EtcdGrpcRequestsSlow #
GRPC requests slowing down, 99th percentile is over 0.15s
Alert Rule
alert: EtcdGrpcRequestsSlow
annotations:
description: |-
GRPC requests slowing down, 99th percentile is over 0.15s
VALUE = {{ $value }}
LABELS = {{ $labels }}
runbook: https://srerun.github.io/prometheus-alerts/runbooks/etcd-internal/etcdgrpcrequestsslow/
summary: Etcd GRPC requests slow (instance {{ $labels.instance }})
expr: histogram_quantile(0.99, sum(rate(grpc_server_handling_seconds_bucket{grpc_type="unary"}[1m]))
by (grpc_service, grpc_method, le)) > 0.15
for: 2m
labels:
severity: warning
Here is a runbook for the EtcdGrpcRequestsSlow alert:
Meaning #
The EtcdGrpcRequestsSlow alert is triggered when the 99th percentile of etcd GRPC request handling time exceeds 0.15 seconds over a 1-minute window. This indicates that etcd GRPC requests are taking longer than expected to process, which can impact the overall performance and reliability of the etcd cluster.
Impact #
The impact of slow etcd GRPC requests can be significant, leading to:
- Increased latency for etcd operations
- Reduced throughput for etcd requests
- Potential timeouts and errors for clients relying on etcd
- Cascade failures in dependent systems
Diagnosis #
To diagnose the root cause of slow etcd GRPC requests, follow these steps:
- Check etcd node logs for any signs of high CPU usage, memory pressure, or disk I/O issues.
- Verify that etcd is properly configured and optimized for performance.

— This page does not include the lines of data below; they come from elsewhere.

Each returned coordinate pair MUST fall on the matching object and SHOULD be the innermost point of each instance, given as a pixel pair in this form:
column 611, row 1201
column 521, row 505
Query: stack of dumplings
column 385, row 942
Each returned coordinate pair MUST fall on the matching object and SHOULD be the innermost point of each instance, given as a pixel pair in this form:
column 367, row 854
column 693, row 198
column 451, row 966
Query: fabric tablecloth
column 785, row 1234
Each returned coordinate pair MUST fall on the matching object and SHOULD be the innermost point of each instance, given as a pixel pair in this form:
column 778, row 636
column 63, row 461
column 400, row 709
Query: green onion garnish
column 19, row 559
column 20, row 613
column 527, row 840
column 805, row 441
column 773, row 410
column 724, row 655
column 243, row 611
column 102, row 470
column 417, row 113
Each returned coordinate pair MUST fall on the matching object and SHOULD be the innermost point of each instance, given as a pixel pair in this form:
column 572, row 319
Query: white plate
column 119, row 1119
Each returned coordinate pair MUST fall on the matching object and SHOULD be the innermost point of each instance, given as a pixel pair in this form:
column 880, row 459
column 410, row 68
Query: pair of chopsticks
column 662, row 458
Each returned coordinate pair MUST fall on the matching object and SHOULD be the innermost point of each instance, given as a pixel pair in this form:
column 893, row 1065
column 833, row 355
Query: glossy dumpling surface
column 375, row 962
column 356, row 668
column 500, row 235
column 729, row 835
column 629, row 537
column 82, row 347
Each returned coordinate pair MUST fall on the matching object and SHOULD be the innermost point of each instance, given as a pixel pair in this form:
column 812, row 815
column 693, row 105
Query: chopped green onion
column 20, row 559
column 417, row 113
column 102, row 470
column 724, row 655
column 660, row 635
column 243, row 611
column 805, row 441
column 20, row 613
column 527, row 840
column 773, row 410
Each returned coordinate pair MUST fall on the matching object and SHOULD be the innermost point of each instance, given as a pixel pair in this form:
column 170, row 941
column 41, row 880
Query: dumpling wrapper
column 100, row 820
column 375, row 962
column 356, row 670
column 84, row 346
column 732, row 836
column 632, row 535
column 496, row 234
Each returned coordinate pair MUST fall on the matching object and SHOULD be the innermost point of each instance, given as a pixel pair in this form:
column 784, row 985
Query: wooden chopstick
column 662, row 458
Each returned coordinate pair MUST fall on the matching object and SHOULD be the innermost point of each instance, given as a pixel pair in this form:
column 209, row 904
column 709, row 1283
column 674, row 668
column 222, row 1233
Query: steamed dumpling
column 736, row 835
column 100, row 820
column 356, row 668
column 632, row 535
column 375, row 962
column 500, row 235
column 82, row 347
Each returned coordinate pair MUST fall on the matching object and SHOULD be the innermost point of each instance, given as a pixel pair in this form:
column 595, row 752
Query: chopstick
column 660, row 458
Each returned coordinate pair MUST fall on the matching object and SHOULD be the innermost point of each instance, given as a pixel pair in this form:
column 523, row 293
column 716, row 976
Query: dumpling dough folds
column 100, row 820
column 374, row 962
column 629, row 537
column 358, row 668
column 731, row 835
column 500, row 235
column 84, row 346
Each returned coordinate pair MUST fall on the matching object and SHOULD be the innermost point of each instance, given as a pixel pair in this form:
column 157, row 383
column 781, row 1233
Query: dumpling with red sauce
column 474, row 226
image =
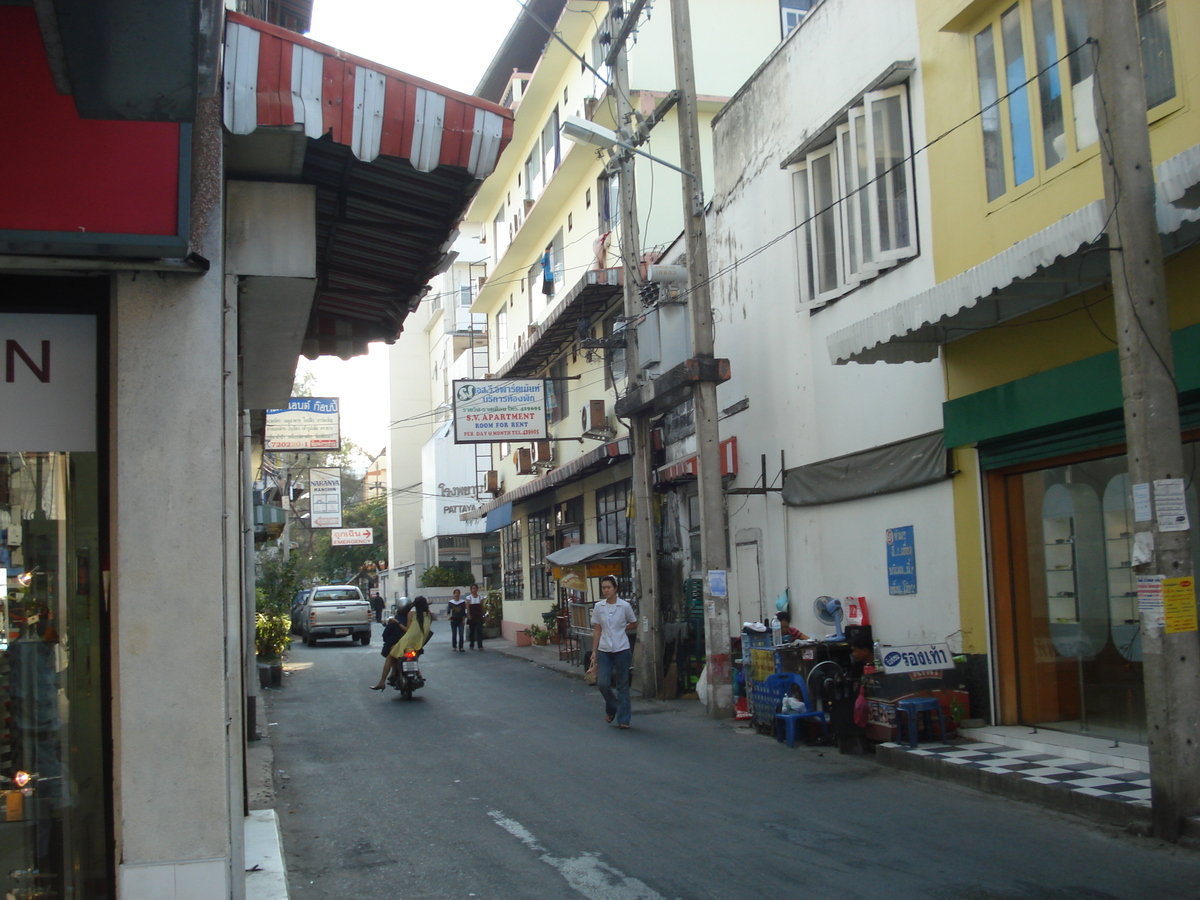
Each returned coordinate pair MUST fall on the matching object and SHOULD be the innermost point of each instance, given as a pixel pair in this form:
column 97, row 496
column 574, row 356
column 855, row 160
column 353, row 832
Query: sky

- Check for any network issues or congestion that may be contributing to slow request processing.
- Use tools like
etcdctl
orgrpcurl
to inspect etcd cluster health and verify that no nodes are experiencing high latency. - Review etcd request metrics (e.g.,
grpc_server_handling_seconds_bucket
) to identify specific methods or services experiencing slow request processing.
Mitigation #
To mitigate the impact of slow etcd GRPC requests, follow these steps:
- Apply performance optimizations to etcd nodes, such as adjusting resource allocations or tuning configuration settings.
- Implement load balancing or sharding to distribute etcd request traffic and reduce load on individual nodes.
- Investigate and resolve any underlying network issues or congestion contributing to slow request processing.
- Consider increasing etcd node resources (e.g., CPU, memory) to alleviate performance bottlenecks.
- If the issue persists, consider rolling back recent changes or seeking assistance from etcd experts or the etcd community.